I inserted the pills the next morning as instructed. Even though the counselor had explained what would happen, I didn't know exactly how it would go. It seemed to me like it wouldn't be a good idea to go to church, so I got back into bed and asked Joy to tell Mom and Dad that I wasn't feeling well.
Surprisingly, Mom and Dad were perfectly okay with me staying home. Mom just came in to check on me briefly to see if I was okay and that was it. I guess I figured that since this whole weekend was such an incredibly wrenchingly big deal for me, that they should somehow be suspicious about it. But since I had always been a good girl and had never given them that much of a hard time about not wanting to go to church, they apparently were willing to take my excuses at face value and trust me.
Once the family was gone, the cramps and bleeding started as expected. I took the painkillers and tried to relax. This was the first part of the whole experience that was actually painful, but in fact it wasn't as bad as the terror and emotions of the earlier parts. At this point I was so emotionally drained that I could hardly feel anything more about it. It seemed like this stage was more housekeeping than anything else, and all I could bring myself to feel was relief that all of this would soon be over. Essentially I felt like I'd dodged a bullet.

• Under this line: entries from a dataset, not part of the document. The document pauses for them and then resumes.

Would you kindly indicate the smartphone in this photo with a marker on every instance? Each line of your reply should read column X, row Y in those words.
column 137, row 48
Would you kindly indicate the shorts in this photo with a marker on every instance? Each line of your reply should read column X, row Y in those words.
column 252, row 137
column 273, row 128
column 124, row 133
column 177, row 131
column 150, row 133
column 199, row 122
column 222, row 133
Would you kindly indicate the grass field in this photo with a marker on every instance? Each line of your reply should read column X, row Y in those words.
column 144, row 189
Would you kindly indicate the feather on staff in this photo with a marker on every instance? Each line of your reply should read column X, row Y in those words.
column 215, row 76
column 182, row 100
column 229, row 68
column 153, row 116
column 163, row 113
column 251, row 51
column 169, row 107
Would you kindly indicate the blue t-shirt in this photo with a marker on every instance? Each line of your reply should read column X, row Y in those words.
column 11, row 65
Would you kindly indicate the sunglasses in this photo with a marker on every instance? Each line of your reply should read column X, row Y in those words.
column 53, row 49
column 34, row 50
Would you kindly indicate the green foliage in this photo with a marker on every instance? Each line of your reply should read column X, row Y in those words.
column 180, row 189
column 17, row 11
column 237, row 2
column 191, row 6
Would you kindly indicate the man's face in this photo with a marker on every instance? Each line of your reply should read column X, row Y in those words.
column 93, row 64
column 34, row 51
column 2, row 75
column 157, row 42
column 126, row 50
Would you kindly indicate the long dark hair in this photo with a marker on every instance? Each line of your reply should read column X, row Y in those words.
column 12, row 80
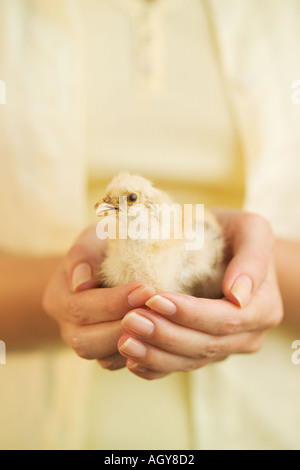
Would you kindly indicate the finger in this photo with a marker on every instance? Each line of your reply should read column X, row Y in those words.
column 214, row 317
column 94, row 305
column 113, row 362
column 252, row 244
column 160, row 332
column 92, row 341
column 156, row 359
column 83, row 261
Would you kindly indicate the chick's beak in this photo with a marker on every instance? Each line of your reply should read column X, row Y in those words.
column 103, row 208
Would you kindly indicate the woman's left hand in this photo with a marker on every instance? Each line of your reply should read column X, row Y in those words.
column 183, row 333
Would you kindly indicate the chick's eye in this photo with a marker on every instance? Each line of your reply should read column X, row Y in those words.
column 132, row 197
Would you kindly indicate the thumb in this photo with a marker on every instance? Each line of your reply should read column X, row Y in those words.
column 252, row 246
column 82, row 263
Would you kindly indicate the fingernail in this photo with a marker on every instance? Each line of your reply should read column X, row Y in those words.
column 242, row 289
column 162, row 305
column 138, row 297
column 81, row 274
column 137, row 323
column 133, row 348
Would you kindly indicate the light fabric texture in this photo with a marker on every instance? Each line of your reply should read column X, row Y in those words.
column 210, row 96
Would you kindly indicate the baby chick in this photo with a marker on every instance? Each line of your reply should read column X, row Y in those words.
column 132, row 202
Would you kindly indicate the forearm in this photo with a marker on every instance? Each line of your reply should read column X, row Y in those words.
column 287, row 258
column 22, row 282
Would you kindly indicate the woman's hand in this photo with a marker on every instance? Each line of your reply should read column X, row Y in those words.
column 183, row 333
column 90, row 318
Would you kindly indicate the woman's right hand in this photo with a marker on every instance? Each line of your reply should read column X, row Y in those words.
column 90, row 317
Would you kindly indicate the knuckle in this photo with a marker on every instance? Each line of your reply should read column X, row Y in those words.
column 109, row 364
column 78, row 343
column 78, row 251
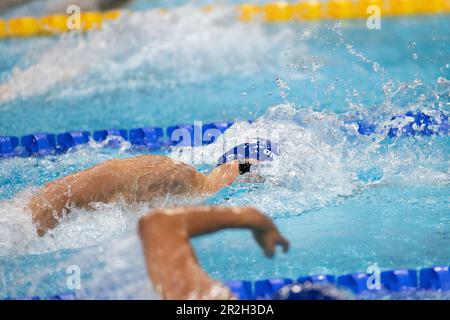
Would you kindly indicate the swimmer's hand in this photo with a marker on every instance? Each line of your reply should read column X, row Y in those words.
column 268, row 237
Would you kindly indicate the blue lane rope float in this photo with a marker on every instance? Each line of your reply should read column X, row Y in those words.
column 392, row 281
column 395, row 280
column 411, row 123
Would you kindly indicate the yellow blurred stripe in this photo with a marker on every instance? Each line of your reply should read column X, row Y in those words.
column 91, row 20
column 22, row 27
column 278, row 12
column 2, row 28
column 53, row 24
column 308, row 10
column 342, row 9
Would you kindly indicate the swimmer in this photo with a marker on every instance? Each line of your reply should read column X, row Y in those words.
column 170, row 258
column 140, row 179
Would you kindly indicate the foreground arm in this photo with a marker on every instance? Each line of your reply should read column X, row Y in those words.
column 170, row 258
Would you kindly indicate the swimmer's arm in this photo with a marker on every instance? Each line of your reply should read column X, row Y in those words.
column 171, row 261
column 77, row 190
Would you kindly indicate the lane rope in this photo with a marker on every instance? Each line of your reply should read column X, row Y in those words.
column 273, row 12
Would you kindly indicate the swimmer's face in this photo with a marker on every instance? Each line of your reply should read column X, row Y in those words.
column 246, row 174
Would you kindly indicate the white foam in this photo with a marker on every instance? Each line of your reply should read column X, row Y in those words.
column 149, row 49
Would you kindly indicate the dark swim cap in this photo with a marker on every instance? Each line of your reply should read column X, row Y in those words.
column 258, row 149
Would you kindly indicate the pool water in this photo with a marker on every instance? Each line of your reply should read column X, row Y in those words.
column 345, row 201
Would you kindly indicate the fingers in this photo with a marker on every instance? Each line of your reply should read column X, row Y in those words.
column 283, row 243
column 269, row 248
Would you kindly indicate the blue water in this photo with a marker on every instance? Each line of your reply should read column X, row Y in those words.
column 345, row 202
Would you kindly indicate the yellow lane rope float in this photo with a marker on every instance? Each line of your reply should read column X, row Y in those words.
column 269, row 12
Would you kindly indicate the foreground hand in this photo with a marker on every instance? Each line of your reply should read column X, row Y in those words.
column 268, row 238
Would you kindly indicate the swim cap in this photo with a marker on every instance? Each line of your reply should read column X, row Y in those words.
column 257, row 149
column 309, row 291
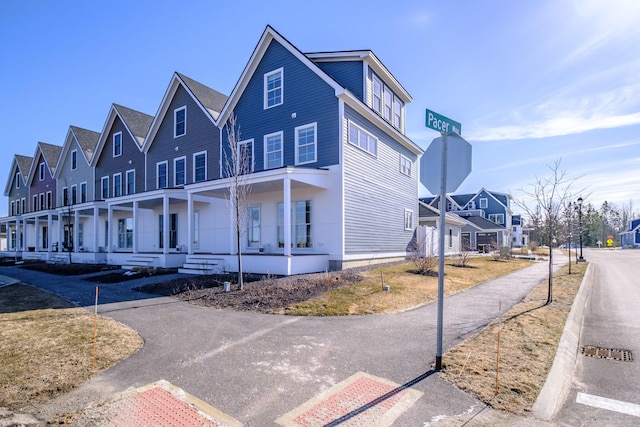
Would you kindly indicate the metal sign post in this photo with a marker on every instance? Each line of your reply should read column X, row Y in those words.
column 443, row 211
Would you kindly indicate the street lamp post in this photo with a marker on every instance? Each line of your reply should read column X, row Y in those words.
column 581, row 259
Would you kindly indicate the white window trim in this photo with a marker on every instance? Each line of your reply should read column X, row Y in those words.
column 266, row 157
column 126, row 184
column 199, row 153
column 113, row 140
column 74, row 159
column 253, row 148
column 408, row 219
column 265, row 91
column 102, row 187
column 86, row 189
column 357, row 143
column 406, row 165
column 314, row 125
column 119, row 175
column 74, row 187
column 175, row 122
column 175, row 170
column 166, row 163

Alone in the house and calm, I felt like it was finally time to start the repentance process. Not including the usual family and church prayers I hadn't prayed once since that first incident with Walter. Now it was time.
I got down on my knees as best I could with the cramps. I prayed earnestly and sincerely for forgiveness for all of the terrible things I had done. Then I pleaded with my Heavenly Father to give me the strength never to do any of that again nor even to want to.